Bronx teachers nab excellence awards

Malik Ketchum grew up in the south Bronx. Brooke Nixon-Friedheim grew up in Iowa. Ketchum is a first-year teacher, Nixon-Friedheim a fourth-year vet. Both are NYC Teaching Fellows and both recently nabbed classroom awards for excellence. Ketchum teaches math at J.H.S. 118 William W. Niles on E. 179th Street and Arthur Avenue. Nixon-Friedheim teaches math and physics at the Bronx High School for Law and Community Service on Fordham Road.

“Malik is a very talented young man,” William W. Niles assistant principal Anne Piotrowski said. “He has a wonderful rapport with students, parents and teachers.”

NYC Teaching Fellows is an alternative certification program founded in 2000 to combat a teacher shortage. The program is designed to pull professionals from other fields – scientists, brokers, painters – into the classroom. Today, 17 percent of public school teachers in the Bronx are teaching fellows.

Teaching Fellows like Ketchum and Nixon-Friedheim start work uncertified; they earn certification at night and on the weekend at NYC graduate schools. Ketchum is an attorney by trade. A veteran of Mott Haven and Highbridge public housing, Ketchum is able to share life lessons with William W. Niles students, 90 percent of whom are eligible for free lunch.

“I believe that when I help young people, I’m helping the community also,” he said.

Ketchum taught sixth, seventh and eighth graders this year, English language learners. His students hailed from Korea and Bangladesh, the Dominican and Honduras, Italy and Albania. Many spoke Spanish. Ketchum isn’t fluent in Spanish; he improvised, Piotrowski said. Thursday became “teach the teacher Spanish day.”

“What I marvel at is his ability to differentiate,” said Piotrowski. “He had three grades, three sets of curricula.”

Ketchum spent extra time at school.

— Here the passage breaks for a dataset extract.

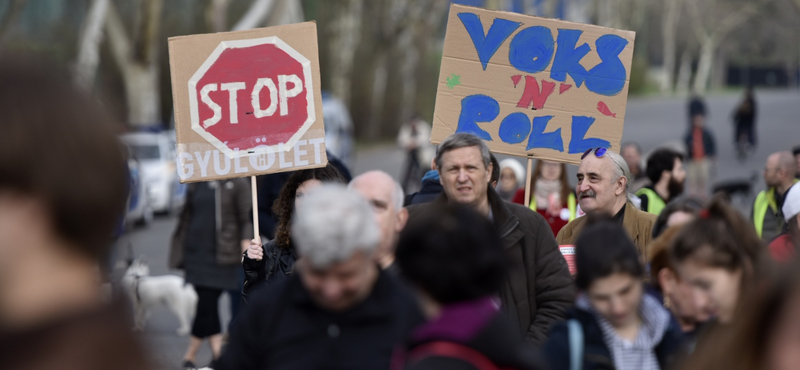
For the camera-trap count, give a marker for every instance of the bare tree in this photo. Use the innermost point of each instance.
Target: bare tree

He participated in after-school sports and brought his wife and three daughters to a William W. Niles multicultural dinner dance. Ketchum’s eighth graders made a 58 percent jump on the state math exam, an unheard of result.

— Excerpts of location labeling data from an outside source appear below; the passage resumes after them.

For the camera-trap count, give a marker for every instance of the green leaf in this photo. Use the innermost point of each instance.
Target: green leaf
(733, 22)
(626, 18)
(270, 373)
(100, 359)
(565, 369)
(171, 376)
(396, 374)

“We had a lot of fun,” Ketchum said. “We set high expectations and my students bought into it.”

Nixon-Friedheim left a research career to teach. She chose math and science because math and science teachers are few and far between. She lives in University Heights.

“I like being able to turn promise in students into success,” Nixon-Friedheim said.

One of her students entered the Bronx High School for Law and Community Service in trouble…poor grades and an unstable living situation. She recently completed AP Physics and is headed to City College in the fall. Nixon-Friedheim enjoys teaching math and science because there are absolute answers. Math and science problems are fun. Half of the teachers at the Bronx High School for Law and Community Service are Teaching Fellows.

Four teachers, including Ketchum, nabbed classroom excellence awards. Eight teachers, including Nixon-Friedheim, Jason Leon of Lehman High School, Kathryn Selkirk of the Donald Hertz School, Gina Sandu of the Elementary School for Math, Science & Technology and Jacqueline Pryce-Harvey of Crotona Park West, were named finalists.